Search code examples
pythonpython-3.xdataframepython-polars

Why does casting a column with numeric Categorical datatype to an integer in Polars result in unexpected behavior?


I have a Categorical column named decile in my polars DataFrame df, with its values ranging from "01" to "10". When attempting to convert that column into a numerical representation via: df.with_columns(pl.col('decile').cast(pl.Int8)), the casted values are not mapped as expected (i.e., "01" doesn't get mapped to 1, and so on), and the range now also from 0 to 9, not 1 to 10.

The weird thing is that no matter what the original values of the column decile were, they will always get mapped unexpectedly, and to [0, 9] when casting it into an integer datatype.

I am trying to cast the values into integer datatype for plotting purposes.
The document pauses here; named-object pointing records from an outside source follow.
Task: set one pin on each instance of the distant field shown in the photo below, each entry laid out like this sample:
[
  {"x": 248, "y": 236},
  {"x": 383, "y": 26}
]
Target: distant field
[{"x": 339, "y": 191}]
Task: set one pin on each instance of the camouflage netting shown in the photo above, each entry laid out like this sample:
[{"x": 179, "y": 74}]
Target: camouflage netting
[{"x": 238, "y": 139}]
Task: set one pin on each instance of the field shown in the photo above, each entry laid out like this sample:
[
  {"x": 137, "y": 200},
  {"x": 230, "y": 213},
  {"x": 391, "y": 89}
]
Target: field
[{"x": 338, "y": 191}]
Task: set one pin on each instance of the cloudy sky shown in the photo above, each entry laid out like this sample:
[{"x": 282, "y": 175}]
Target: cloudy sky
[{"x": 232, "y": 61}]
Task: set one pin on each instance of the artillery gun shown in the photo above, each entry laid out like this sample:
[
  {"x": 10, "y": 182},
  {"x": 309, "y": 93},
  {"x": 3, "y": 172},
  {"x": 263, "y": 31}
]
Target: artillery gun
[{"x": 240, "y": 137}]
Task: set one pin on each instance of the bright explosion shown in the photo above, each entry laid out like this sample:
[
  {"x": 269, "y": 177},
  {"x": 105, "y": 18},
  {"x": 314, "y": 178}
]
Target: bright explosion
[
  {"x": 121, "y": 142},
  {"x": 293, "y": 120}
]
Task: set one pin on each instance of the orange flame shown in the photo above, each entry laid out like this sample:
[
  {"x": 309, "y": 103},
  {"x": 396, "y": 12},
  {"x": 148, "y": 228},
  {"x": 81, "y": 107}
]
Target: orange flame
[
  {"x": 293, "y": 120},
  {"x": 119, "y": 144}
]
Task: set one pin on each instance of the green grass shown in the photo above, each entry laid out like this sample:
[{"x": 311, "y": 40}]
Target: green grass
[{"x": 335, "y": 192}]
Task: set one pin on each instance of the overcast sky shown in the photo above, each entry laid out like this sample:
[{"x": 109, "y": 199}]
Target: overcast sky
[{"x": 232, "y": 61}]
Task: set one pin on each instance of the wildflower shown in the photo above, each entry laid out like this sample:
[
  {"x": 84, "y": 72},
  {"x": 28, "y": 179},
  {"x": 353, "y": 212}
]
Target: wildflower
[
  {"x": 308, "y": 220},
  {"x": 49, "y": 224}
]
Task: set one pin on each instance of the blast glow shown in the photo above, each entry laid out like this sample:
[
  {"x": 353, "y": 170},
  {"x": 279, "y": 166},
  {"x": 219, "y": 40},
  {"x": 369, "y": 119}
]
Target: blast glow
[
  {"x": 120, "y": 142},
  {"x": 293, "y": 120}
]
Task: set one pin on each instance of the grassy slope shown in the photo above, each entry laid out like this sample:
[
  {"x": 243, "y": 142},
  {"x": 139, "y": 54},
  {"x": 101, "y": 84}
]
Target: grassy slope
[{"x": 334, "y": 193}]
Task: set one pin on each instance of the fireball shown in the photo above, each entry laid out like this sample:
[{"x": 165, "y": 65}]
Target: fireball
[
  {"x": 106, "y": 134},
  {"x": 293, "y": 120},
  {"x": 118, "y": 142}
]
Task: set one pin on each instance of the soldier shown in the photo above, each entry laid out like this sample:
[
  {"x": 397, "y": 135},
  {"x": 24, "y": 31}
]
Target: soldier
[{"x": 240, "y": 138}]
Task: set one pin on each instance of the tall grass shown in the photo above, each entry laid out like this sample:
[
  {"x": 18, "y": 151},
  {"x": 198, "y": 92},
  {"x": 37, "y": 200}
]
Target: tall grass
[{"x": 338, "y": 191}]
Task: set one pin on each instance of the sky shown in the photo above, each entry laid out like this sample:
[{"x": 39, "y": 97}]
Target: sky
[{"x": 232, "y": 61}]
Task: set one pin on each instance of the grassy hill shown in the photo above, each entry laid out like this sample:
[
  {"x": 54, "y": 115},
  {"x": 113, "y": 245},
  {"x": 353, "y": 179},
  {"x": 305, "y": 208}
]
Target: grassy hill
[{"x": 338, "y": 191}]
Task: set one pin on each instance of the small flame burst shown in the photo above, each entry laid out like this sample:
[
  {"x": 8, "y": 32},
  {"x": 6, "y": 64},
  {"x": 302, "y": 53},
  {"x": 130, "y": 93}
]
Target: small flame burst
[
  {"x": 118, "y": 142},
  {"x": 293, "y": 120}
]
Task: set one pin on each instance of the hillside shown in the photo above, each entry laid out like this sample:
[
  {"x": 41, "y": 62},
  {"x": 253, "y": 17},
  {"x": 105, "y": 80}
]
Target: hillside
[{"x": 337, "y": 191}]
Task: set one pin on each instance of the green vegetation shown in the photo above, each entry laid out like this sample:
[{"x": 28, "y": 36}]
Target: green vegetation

Here is a minimal reproducible example:

size = 1e3
df = pl.DataFrame({
    "id": np.random.randint(50, size=int(size), dtype=np.uint16),
    "amount": np.round(np.random.uniform(10, 100000, int(size)).astype(np.float32), 2),
    "quantity": np.random.randint(1, 7, size=int(size), dtype=np.uint16),
})
df = (df
      .groupby("id")
      .agg(revenue=pl.sum("amount"), tot_quantity=pl.sum("quantity"))
     )
df = (df.with_columns(
    pl.col('revenue')
    .qcut(10, labels=[f'q{i:02}' for i in range(10, 0, -1)])
    .alias("decile")
))

How to have the casting be proper (as one would expect the values to be mapped), and in the same range as the original values?


Solution

  • The first cast on a pl.Categorical should always be string (pl.Utf8) first, then converting from string to int from here (in your example, a bit more than a straight cast is required to separate the q):

    pl.col('decile').cast(pl.Utf8).str.slice(1).str.parse_int(10)